Du fait de sa rareté, très peu d’informations sur l’origine de cette maladie sont à ce jour disponibles, et les causes des déficiences cognitives et du langage chez les enfants BBSOAS demeuraient encore inconnues. C'est pourquoi l'équipe du Dr Michèle Studer à l'iBV a décidé, en collaboration avec des neuroradiologues à Milan, d'analyser le cerveau de nouveaux patients BBSOAS en imagerie par résonance magnétique (IRM), à la recherche d'anomalies pouvant expliquer leurs déficits intellectuels. Les résultats sont spectaculaires : une malformation des circonvolutions du néocortex, dans une région corticale consacrée au langage, au raisonnement et à l'analyse numérique, jamais décrite auparavant chez ces patients. Ces malformations ont généralement une origine précoce dans le développement foetal, les rendant difficiles à investiguer. Pour cette raison le Dr Michele Bertacchi a étudié le développement du néocortex dans un modèle de souris mutante dans lequel le gène analogue à celui des patients, très conservé entre l’homme et la souris, est génétiquement modifié. C'est ainsi que les chercheurs ont compris que Nr2f1 contrôle la prolifération des progéniteurs neuronaux, ces cellules qui créent des neurones cérébraux au cours du développement. Nr2f1 agirait comme une horloge, déterminant où, quand et combien de neurones doivent être produit dans chaque zone corticale. Et il le ferait à travers une régulation fine du cycle cellulaire des progéniteurs, obtenue grâce au contrôle de dizaines, sinon de centaines, de gènes cibles qu'il régule, dont Pax6, un gène clé du développement cérébral. Il restait à voir si un tel mécanisme était évolutivement conservé dans les cellules humaines ainsi que dans les cellules de souris. Pour cette raison, Michele Bertacchi, a développé au laboratoire la technique de culture des organoïdes du cerveau humain préalablement apprise dans l’équipe du Dr Silvia Cappello à Munich. Ce système cellulaire permet de reconstituer et de mimer in vitro l'organisation du cerveau humain. En modulant l'expression de NR2F1 dans les organoïdes, les chercheurs ont reproduit des résultats compatibles avec ceux obtenus avec le modèle souris : NR2F1 régule finement la prolifération des progéniteurs et le nombre de neurones produits.

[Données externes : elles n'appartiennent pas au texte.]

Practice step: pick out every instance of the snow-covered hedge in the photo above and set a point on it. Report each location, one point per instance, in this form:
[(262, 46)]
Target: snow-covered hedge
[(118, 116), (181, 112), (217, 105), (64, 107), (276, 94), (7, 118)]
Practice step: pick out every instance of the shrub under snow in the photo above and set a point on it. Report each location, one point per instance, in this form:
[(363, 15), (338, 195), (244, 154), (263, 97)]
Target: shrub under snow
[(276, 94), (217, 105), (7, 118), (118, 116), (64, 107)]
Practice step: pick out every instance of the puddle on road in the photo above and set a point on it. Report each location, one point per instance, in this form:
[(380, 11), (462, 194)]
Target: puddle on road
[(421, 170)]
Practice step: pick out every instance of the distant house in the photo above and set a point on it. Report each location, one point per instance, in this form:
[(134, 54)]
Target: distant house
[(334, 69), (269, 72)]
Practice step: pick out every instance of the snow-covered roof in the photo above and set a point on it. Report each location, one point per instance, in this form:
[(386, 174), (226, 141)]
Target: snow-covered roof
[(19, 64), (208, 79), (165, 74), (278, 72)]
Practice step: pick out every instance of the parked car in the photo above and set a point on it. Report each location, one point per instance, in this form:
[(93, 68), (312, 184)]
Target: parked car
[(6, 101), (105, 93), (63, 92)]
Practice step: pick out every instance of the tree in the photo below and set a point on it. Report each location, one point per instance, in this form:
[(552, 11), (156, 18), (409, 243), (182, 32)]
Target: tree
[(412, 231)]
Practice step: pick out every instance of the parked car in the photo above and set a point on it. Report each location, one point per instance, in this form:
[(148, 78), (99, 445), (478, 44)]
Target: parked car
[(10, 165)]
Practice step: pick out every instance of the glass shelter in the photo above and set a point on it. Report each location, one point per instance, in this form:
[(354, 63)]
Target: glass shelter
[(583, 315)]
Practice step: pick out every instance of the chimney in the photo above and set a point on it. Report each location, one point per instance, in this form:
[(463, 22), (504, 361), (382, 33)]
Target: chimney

Cette étude représente une première étape vers la compréhension des mécanismes génétiques qui régulent la production de neurones dans le temps et dans l'espace, conduisant au développement d'un cerveau avec une organisation neuronale correcte. Les malformations corticales observées chez les patients BBSOAS pourraient donc être causées par une production neuronale dérégulée, et être à l'origine des troubles cognitifs et de langage, diagnostiqués chez les jeunes patients.

Contacts
Michèle Studer, DR1 Inserm Equipe Development and Function of Brain Circuits Equipe labellisée Fondation pour la Recherche Médicale Equipe LABEX SIGNALIFE Institut de Biologie Valrose (iBV) - - http://ibv.unice.fr/research-team/studer/ 
Michele Bertacchi, iBV et Fondazione IRCCS, Istituto Neurologico Carlo Besta, Milan -
Communication iBV : Michel Bidet 04 89 15 08 05

Schema Studer

Les organoïdes cérébraux, obtenus à partir des cellules souches embryonnaires, sont des amas de cellules neuronales en trois dimensions capables de reproduire le développement du cerveau humain in vitro. Les chercheurs ont trouvé que le gène NR2F1 (en rouge) s’exprime dans les progéniteurs neuronaux positifs pour PAX6 (en vert), un autre gène clef du neurodéveloppement, en régulant ses niveaux d’expression (d’où les différentes tonalités de jaune). La balance entre ces deux gènes qui régulent la dynamique du cycle cellulaire est essentielle pour la production des progéniteurs et des neurones corticaux, générant un cortex cérébral avec une organisation cellulaire correcte.